Touchstone. Salutation and greeting to you all!

Jaques. Good my lord, bid him welcome: this is the motley-minded gentleman that I have so often met in the forest: he hath been a courtier, he swears.

Touchstone. If any man doubt that, let him put me to my purgation. I have trod a measure; I have flattered a lady; I have been politic with my friend, smooth with mine enemy; I have undone three tailors; I have had four quarrels, and like to have fought one.

Jaques. And how was that ta’en up?

Touchstone. Faith, we met, and found the quarrel was upon the seventh cause.

Jaques. How seventh cause? Good my lord, like this fellow.

Duke Senior. I like him very well.

Touchstone. God ‘ild you, sir; I desire you of the like. I press in here, sir, amongst the rest of the country copulatives, to swear and to forswear; according as marriage binds and blood breaks: a poor virgin, sir, an ill-favored thing, sir, but mine own; a poor humor of mine, sir, to take that that no man else will: rich honesty dwells like a miser, sir, in a poor house; as your pearl in your foul oyster.

Duke Senior. By my faith, he is very swift and sententious.

Touchstone. According to the fool’s bolt, sir, and such dulcet diseases.

Jaques. But, for the seventh cause; how did you find the quarrel on the seventh cause?

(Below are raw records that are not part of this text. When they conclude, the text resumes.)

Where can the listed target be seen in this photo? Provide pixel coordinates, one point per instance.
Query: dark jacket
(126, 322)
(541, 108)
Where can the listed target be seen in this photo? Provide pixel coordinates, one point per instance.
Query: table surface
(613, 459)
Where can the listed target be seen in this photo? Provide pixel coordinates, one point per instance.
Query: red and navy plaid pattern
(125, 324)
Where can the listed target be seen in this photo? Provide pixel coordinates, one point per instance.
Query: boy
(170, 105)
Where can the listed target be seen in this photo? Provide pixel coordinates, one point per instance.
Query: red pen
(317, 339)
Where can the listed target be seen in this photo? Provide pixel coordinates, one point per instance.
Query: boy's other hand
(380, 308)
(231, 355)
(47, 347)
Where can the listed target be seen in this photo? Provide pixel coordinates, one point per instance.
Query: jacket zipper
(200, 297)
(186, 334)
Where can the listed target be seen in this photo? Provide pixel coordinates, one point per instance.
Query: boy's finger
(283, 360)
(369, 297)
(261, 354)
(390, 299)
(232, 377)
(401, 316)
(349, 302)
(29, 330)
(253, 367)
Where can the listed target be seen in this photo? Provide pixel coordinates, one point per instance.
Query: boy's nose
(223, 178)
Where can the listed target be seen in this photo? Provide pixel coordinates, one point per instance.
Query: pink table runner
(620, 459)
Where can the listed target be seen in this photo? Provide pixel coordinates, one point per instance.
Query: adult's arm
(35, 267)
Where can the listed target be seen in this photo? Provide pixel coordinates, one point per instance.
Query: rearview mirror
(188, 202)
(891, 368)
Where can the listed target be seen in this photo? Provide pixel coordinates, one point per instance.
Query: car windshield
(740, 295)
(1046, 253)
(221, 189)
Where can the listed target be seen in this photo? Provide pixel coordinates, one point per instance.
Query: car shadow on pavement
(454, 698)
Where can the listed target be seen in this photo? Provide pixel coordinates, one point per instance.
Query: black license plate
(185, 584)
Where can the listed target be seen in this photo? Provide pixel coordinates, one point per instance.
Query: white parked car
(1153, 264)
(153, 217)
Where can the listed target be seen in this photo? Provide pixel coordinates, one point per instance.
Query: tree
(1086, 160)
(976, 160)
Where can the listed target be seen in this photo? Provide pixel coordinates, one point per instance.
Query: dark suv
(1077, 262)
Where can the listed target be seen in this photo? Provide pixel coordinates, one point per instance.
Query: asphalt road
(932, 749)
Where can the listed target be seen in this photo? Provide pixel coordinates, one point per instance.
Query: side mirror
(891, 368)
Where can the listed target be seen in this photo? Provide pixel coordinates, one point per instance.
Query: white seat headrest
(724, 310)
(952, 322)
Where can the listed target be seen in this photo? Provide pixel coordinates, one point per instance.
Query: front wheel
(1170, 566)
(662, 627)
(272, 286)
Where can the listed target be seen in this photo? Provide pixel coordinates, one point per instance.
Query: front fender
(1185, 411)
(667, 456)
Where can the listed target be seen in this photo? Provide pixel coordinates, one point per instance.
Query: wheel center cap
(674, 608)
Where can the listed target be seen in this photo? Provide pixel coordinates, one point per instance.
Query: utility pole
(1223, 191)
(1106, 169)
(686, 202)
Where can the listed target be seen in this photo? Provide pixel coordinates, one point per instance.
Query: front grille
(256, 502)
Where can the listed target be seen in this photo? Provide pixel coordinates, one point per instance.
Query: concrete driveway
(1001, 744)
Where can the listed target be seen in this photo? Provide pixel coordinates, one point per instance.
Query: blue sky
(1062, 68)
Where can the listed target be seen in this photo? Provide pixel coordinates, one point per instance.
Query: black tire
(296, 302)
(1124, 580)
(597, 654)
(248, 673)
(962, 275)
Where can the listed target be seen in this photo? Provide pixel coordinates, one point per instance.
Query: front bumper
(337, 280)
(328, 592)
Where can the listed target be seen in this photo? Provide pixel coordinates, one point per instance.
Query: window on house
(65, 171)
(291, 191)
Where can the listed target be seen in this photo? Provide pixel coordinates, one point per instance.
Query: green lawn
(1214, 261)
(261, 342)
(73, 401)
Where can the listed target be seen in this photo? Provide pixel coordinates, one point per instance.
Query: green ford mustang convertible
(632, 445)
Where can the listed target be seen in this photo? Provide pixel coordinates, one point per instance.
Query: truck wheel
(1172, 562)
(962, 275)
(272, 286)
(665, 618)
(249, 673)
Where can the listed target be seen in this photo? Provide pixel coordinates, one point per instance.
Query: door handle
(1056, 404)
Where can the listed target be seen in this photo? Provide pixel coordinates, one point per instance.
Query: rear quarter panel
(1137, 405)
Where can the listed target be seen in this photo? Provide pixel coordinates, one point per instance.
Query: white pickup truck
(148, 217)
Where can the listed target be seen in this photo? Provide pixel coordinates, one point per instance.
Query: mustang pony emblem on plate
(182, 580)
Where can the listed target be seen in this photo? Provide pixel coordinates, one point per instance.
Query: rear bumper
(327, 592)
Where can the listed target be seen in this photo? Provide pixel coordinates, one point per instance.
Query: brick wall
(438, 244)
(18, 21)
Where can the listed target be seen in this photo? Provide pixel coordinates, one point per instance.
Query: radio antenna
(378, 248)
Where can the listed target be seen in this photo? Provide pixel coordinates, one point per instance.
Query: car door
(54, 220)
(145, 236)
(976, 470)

Touchstone. Upon a lie seven times removed:—bear your body more seeming, Audrey:—as thus, sir. I did dislike the cut of a certain courtier’s beard: he sent me word, if I said his beard was not cut well, he was in the mind it was: this is called the Retort Courteous. If I sent him word again ‘it was not well cut,’ he would send me word, he cut it to please himself: this is called the Quip Modest. If again ‘it was not well cut,’ he disabled my judgment: this is called the Reply Churlish. If again ‘it was not well cut,’ he would answer, I spake not true: this is called the Reproof Valiant. If again ‘it was not well cut,’ he would say, I lie: this is called the Countercheck Quarrelsome: and so to the Lie Circumstantial and the Lie Direct.

Jaques. And how oft did you say his beard was not well cut?

Touchstone, I durst go no further, than the Lie Circumstantial, nor he durst not give me the Lie Direct; and so we measured swords and parted.

Jaques. Can you nominate in order now the degrees of the lie?

Touchstone. O sir, we quarrel in print, by the book; as you have books for good manners: I will name you the degrees. The first, the Retort Courteous; the second, the Quip Modest; the third, the Reply Churlish; the fourth, the Reproof Valiant; the fifth, the Countercheck Quarrelsome; the sixth, the Lie with Circumstance; the seventh, the Lie Direct. All these you may avoid but the Lie Direct; and you may avoid that too, with an If. I knew when seven justices could not take up a quarrel, but when the parties were met themselves, one of them thought but of an If, as, ‘If you said so, then I said so’; and they shook hands and swore brothers. Your If is the only peace-maker; much virtue in If.